On Safe Spaces and Freedom of Speech

I read an article in The Michigan Daily last week about the debate between Julie Bindel and Milo Yiannopoulos that took place on February 23rd on the University of Michigan campus. The two British writers – Bindel a self-described feminist, Yiannopolous an editor at the conservative website Breitbart.com – discussed whether feminism impedes free speech during the event, which was sponsored by The Michigan Review.

At the same time just across the Diag, the Spectrum Center, U of M’s primary resource and support center for LGBTQ students, extended their evening hours to provide “an alternative space for students who felt threatened by the debate,” according to the Daily article. Organizations at other universities have created ‘safe spaces,’ but as a Michigan alum this one bothered me, my mood darkening with the February sky as I drove home that evening.

If a student doesn’t want to hear Milo Yiannopoulos speak, he shouldn’t attend the event. It is that simple. But safe spaces, by asserting the need for protection from ideas, imply that comfort is more important than critical thinking. That closing oneself off from alternate views is better than standing up for one’s own. That campus leaders at the Spectrum Center can decide for the student body which viewpoints are legitimate and which should be avoided.

We are traveling down a dangerous path. Among the many attempts to silence speech on campuses, the last year has seen Yale students try to have a professor removed from her residential position for posing a thoughtful question and students at Wesleyan attempt to defund a student newspaper after it published an opinion piece to which they objected. And somehow incidents like this have become a trend – a trend that will do a great deal more to set us back than it ever will to move us forward.
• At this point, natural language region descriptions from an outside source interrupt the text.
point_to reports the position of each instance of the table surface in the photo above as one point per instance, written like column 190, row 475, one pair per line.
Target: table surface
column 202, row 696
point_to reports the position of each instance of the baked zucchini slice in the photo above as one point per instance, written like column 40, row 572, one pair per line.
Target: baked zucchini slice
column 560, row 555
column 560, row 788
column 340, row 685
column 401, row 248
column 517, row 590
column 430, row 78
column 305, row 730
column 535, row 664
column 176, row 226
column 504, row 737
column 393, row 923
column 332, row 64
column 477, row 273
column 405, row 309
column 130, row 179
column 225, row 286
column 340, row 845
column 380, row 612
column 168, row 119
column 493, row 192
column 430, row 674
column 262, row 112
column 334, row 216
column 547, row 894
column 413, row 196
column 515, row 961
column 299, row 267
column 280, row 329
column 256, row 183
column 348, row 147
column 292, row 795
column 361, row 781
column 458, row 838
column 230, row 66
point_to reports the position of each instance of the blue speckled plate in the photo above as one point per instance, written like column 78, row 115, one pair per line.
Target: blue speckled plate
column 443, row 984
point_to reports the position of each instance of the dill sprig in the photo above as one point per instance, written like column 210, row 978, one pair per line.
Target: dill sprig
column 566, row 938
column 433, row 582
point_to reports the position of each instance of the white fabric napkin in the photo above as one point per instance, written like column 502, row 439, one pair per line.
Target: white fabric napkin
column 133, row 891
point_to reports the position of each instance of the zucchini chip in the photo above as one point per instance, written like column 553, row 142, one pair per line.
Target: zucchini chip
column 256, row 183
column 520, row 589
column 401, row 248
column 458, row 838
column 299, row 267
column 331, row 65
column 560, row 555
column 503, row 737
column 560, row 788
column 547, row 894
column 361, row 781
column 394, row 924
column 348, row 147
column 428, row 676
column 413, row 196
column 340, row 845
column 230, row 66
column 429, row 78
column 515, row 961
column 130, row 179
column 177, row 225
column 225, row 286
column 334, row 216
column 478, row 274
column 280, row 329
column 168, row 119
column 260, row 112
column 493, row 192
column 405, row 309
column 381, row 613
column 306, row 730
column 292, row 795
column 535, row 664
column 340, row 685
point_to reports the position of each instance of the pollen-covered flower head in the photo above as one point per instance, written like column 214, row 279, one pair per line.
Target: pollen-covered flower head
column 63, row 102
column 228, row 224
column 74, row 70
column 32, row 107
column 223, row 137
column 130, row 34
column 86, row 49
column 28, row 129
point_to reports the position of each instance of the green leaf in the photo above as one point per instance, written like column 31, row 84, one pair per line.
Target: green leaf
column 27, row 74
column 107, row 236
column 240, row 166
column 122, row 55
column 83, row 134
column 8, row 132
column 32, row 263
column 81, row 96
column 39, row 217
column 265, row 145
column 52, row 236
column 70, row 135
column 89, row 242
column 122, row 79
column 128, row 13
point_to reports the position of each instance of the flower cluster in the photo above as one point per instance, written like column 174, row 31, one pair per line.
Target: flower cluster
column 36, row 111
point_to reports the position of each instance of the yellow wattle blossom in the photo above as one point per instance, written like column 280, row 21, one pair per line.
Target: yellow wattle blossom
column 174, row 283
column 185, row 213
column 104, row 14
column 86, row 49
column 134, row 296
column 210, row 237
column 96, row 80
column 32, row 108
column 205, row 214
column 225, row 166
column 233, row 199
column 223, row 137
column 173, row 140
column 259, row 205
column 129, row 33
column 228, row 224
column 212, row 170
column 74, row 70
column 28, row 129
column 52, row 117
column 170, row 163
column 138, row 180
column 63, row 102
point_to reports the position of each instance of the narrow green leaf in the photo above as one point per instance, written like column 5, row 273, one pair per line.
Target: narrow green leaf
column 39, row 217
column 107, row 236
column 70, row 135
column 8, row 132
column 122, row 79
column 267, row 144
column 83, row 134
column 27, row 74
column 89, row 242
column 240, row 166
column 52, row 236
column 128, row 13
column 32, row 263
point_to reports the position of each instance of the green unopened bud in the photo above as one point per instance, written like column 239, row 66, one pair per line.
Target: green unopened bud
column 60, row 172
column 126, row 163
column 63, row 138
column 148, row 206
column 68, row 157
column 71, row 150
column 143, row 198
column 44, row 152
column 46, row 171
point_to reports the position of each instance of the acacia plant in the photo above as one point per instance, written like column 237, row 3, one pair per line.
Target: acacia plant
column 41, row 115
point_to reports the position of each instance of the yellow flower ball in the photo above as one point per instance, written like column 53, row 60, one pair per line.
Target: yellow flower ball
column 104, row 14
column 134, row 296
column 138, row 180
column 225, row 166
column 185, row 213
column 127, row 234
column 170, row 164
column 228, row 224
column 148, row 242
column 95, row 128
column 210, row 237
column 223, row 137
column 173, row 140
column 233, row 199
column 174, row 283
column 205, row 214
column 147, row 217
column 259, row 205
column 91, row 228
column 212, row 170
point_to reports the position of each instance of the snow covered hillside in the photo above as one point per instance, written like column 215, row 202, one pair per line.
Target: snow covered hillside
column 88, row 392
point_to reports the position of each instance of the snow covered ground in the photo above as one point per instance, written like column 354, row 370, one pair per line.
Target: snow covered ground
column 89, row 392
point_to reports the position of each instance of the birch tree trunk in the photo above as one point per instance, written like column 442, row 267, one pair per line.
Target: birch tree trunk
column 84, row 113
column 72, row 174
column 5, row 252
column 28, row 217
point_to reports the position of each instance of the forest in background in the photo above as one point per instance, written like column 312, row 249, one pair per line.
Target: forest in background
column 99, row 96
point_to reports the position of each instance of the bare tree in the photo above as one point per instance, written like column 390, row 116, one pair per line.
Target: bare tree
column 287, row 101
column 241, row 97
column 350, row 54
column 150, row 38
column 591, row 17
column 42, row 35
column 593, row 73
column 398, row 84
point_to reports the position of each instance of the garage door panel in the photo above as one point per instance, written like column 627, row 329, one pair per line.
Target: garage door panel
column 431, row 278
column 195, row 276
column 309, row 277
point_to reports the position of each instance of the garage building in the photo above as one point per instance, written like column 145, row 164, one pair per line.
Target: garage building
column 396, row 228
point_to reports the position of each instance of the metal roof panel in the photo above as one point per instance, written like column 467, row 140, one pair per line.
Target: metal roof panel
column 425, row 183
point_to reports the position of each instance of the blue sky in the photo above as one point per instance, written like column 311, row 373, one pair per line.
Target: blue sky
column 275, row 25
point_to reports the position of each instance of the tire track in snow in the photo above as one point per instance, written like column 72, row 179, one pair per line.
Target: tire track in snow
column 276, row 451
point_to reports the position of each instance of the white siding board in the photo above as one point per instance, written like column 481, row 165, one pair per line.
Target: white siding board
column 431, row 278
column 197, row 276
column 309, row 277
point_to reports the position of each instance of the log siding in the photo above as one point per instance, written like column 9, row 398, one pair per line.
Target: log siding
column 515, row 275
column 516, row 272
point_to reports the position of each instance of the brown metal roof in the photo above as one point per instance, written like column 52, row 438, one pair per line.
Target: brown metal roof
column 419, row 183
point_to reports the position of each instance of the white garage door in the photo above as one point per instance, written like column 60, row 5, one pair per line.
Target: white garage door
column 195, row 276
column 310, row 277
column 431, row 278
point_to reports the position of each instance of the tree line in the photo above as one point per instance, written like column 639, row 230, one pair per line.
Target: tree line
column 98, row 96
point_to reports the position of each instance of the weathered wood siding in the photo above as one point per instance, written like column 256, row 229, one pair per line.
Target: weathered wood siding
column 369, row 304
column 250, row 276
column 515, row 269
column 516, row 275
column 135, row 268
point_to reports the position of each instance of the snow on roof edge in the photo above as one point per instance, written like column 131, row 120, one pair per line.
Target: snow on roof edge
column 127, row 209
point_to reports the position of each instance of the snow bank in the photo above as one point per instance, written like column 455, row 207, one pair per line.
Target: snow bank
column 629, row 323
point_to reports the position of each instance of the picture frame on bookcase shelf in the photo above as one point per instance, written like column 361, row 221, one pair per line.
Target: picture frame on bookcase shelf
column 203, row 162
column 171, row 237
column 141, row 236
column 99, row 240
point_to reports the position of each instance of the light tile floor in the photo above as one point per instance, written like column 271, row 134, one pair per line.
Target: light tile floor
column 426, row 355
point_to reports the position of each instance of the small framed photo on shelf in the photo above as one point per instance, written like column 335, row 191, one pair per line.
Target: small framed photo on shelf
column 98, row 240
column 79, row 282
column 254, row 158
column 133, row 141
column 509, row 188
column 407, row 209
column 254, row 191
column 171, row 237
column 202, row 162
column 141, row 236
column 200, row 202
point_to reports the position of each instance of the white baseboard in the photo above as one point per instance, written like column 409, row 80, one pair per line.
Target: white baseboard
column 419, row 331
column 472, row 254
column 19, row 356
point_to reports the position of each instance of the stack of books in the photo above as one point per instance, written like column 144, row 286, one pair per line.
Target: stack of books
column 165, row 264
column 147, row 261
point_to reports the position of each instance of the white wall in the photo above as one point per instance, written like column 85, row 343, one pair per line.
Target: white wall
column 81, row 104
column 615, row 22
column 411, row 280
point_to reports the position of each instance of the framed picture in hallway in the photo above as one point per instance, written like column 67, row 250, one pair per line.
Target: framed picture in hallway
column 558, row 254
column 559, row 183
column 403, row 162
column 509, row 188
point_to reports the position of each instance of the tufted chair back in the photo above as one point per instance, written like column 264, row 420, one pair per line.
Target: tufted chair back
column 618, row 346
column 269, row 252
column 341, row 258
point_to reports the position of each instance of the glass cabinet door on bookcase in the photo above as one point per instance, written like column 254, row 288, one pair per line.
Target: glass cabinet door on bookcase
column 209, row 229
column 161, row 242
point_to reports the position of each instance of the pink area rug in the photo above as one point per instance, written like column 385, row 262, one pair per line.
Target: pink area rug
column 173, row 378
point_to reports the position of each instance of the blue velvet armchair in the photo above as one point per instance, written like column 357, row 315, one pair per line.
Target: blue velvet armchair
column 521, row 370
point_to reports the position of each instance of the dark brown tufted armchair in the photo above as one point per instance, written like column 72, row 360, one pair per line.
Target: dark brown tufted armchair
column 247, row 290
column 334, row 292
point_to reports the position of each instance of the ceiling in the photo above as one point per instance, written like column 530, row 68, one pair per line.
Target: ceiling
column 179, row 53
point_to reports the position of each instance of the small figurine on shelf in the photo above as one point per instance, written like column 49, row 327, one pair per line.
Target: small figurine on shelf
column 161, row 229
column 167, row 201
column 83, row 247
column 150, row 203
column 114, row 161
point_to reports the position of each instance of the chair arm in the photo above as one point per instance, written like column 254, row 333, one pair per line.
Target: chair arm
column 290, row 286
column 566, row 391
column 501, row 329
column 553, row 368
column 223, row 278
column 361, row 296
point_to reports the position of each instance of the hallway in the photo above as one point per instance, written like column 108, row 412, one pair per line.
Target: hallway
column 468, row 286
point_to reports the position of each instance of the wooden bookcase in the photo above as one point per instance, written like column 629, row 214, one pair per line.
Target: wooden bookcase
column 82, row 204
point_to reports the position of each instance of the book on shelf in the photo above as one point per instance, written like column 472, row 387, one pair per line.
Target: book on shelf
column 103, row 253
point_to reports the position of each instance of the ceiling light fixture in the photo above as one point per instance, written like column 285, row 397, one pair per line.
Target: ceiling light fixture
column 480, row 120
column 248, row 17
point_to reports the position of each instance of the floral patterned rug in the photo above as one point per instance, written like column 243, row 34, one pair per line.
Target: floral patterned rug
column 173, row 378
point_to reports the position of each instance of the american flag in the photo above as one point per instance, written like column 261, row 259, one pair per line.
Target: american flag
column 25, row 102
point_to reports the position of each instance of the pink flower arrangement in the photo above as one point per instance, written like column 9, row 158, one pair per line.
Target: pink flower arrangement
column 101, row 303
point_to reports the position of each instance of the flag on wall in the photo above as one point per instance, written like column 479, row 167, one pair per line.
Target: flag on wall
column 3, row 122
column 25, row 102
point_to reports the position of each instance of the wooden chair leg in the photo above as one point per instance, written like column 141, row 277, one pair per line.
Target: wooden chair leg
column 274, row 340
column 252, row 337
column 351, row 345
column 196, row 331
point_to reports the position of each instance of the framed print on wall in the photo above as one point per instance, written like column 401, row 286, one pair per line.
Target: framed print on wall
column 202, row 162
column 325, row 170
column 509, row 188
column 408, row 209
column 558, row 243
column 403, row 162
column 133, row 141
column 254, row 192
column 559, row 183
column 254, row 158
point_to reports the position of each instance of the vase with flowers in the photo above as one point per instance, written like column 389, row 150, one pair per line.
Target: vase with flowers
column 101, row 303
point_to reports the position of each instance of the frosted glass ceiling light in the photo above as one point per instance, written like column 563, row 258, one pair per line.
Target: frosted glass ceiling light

Maybe many others have already expressed these thoughts in one form or another. Maybe there will be negative repercussions for writing this post. But the latter is exactly why I still feel the need to say these things.  What do you think?  Should there be safe spaces, or do safe spaces do more to harm the free flow of ideas than encourage it?

Mackinac Island

 

2 thoughts on “On Safe Spaces and Freedom of Speech

  1. Nicole

    For me, your post was spot on. When I was in college 30 some years ago, it was my intention to learn and absorb views different from my own. I welcomed it. It was a time to be open to opposing views from professors and students and to utilize this information to formulate my own conclusions. Our reluctance to feel uncomfortable and seek “safe places” is, in my opinion, only doing students of today a disservice, for the world is filled with adversity and differing viewpoints. Safe spaces contradict the goal of higher education and free speech. Understanding ideologies that make us uncomfortable is the foundation to developing one’s own ideology and to the growth of our college students.